In Kraftstoffversorgungssystemen von Brennkraftmaschinen
wird der Kraftstoff üblicherweise mit Hilfe einer
elektrischen Kraftstoffpumpe gefördert. Die elektrische
Kraftstoffpumpe wird mit Hilfe des Steuergerätes der
Brennkraftmaschine angesteuert bzw. mit Spannung versorgt.
Beim Starten der Brennkraftmaschine läuft die
Kraftstoffpumpe solange das Steuergerät erkennt, daß der
Startschalter betätigt wird. Ist die Brennkraftmaschine
angesprungen, bleibt die Pumpe eingeschaltet, erkennt das
Steuergerät dagegen, daß die Brennkraftmaschine doch nicht
in Betrieb genommen wurde oder daß ein unzulässige
Betriebszustand vorliegt, wird eine Sicherheitsschaltung
aktiviert, die das Fördern von Kraftstoff bei
eingeschalteter Zündung und stehender Brennkraftmaschine
verhindert. Damit wird sichergestellt, daß beispielsweise
nach einem Unfall die Förderung von Kraftstoff schnell
unterbunden wird.
Da erforderlich ist, daß beim Starten der Brennkraftmaschine
gleich ein ausreichender Kraftstoffdruck zur Verfügung
steht, gibt es Kraftstoffversorgungssysteme, bei denen ein
Vorlauf der Kraftstoffpumpe erfolgt, wobei die
Kraftstoffpumpe bereits mit Spannung versorgt wird bevor die
Brennkraftmaschine anläuft. Ein solches
Kraftstoffversorgungssystem mit Vorlauf wird beispielsweise
in der Druckschrift EP 0 679 220 B1 beschrieben.

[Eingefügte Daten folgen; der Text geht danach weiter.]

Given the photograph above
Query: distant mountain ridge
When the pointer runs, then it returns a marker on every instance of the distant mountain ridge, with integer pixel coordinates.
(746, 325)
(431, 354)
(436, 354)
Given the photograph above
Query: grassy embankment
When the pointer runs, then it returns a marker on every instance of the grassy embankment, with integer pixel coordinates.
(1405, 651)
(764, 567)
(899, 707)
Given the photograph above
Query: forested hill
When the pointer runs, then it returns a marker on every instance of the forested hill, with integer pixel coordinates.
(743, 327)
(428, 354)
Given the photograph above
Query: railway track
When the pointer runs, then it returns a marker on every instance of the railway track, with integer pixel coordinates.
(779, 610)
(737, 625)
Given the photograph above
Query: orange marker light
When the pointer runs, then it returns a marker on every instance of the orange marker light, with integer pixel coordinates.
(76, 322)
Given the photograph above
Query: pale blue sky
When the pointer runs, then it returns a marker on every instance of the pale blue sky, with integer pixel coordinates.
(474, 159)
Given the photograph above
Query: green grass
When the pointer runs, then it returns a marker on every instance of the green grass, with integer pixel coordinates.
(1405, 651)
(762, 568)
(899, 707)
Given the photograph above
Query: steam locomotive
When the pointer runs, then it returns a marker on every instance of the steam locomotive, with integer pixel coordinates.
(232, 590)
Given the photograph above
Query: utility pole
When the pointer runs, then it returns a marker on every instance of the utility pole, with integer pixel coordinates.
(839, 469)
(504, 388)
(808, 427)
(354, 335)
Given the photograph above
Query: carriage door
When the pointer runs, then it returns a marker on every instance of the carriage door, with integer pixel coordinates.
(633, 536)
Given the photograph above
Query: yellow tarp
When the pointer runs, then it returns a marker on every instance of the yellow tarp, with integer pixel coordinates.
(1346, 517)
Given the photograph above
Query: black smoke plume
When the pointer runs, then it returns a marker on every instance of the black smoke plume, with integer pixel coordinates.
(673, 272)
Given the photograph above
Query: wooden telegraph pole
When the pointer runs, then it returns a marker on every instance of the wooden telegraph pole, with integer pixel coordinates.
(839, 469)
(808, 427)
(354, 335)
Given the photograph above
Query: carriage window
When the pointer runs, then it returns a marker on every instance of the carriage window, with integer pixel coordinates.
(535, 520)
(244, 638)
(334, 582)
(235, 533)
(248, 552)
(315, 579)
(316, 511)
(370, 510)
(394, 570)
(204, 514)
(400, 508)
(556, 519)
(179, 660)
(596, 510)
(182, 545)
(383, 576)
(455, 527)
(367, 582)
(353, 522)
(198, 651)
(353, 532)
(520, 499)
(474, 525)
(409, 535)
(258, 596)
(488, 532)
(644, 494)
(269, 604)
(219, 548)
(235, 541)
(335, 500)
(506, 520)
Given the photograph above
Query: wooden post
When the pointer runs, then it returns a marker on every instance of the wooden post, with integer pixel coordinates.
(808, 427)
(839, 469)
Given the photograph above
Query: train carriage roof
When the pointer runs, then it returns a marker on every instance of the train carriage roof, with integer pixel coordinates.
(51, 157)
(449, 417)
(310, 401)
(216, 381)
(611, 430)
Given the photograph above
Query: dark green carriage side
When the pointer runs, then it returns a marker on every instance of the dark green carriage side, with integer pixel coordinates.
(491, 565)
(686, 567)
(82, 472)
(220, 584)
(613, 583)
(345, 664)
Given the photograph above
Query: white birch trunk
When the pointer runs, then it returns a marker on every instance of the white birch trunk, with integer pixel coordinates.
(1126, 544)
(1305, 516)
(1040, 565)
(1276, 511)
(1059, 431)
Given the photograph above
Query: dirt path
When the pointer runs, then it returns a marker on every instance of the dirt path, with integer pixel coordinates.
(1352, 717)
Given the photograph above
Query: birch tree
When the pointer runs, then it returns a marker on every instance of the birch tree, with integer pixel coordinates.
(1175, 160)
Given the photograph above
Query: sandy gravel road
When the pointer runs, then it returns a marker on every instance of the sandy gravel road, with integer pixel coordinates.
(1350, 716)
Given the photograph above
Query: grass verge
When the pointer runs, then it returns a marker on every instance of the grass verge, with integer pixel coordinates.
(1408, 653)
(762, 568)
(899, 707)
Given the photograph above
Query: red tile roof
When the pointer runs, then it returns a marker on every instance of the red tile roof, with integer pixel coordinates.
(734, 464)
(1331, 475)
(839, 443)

Dieses bekannte Kraftstoffversorgungssystem führt einen
Vorlauf der Kraftstoffpumpe durch, bei dem zusätzlich
unterschieden wird, ob es sich bei dem erwarteten Start der
Brennkraftmaschine um einen regulären Start handelt oder um
einen Start mit Kraftstofferstbefüllung, also beispielsweise
einen Erststart oder einen Start nach einer länger
abgestellten Brennkraftmaschine oder nach einer Reparatur im
Kraftstoffversorgungssystem. Sofern es sich erkanntermaßen
um eine Neufüllung handelt, wird die Dauer des Vorlaufs der
Kraftstoffpumpe gegenüber einem üblichen Start verlängert.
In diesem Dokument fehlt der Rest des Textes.